Believe it or not, there are still some questions for which Claude doesn’t have the answer. This was one of them! I’m confident that Tailscale will eventually document the quirks with their environment variables and update their Tailscale Serve Docker guides, but until then if you’ve found this guide helpful or if there’s anything I missed please let me know! In any case, hopefully you now have Tailscale serve working with HTTPs. Best of luck fixing the next problem with your stupid nerd project car :)

Footnotes

  1. It still requires Tailscale (the company) to act as a control server that tells your devices where the others are so they can form the aforementioned encrypted p2p connections… Unless you want to self-host that too with Headscale but frankly that kind of defeats the whole purpose for me.

  2. Unless you want to! Tailscale can do that too with Tailscale Funnel.

  3. Ensure you are running Tailscale version 1.96.5 or later so that services defined with the environment variable are advertised by default.

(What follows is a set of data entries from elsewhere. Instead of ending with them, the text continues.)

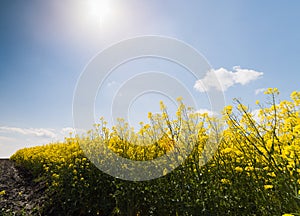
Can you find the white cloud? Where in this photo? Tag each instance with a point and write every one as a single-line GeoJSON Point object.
{"type": "Point", "coordinates": [38, 132]}
{"type": "Point", "coordinates": [222, 79]}
{"type": "Point", "coordinates": [14, 138]}
{"type": "Point", "coordinates": [260, 90]}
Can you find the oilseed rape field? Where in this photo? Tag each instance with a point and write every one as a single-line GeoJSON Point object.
{"type": "Point", "coordinates": [238, 164]}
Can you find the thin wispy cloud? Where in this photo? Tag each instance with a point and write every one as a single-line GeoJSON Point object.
{"type": "Point", "coordinates": [14, 138]}
{"type": "Point", "coordinates": [222, 79]}
{"type": "Point", "coordinates": [39, 132]}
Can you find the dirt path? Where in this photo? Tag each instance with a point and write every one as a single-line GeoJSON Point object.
{"type": "Point", "coordinates": [19, 194]}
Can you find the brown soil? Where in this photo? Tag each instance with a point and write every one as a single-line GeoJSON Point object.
{"type": "Point", "coordinates": [22, 196]}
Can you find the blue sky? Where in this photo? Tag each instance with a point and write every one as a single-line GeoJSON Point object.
{"type": "Point", "coordinates": [45, 46]}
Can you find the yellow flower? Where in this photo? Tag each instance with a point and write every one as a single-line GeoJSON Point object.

  4. Big shout out to Tailscale Senior Support Engineer Erisa who instantly solved this issue when I brought it up in the Discord and pointed me to a great example of the older config syntax! You can use the new (versioned) config syntax when setting up tailscale serve through the CLI with tailscale serve set-config --all /mnt/tailscale-data/serve.json but then you have to run that command every time and it won’t survive container restarts.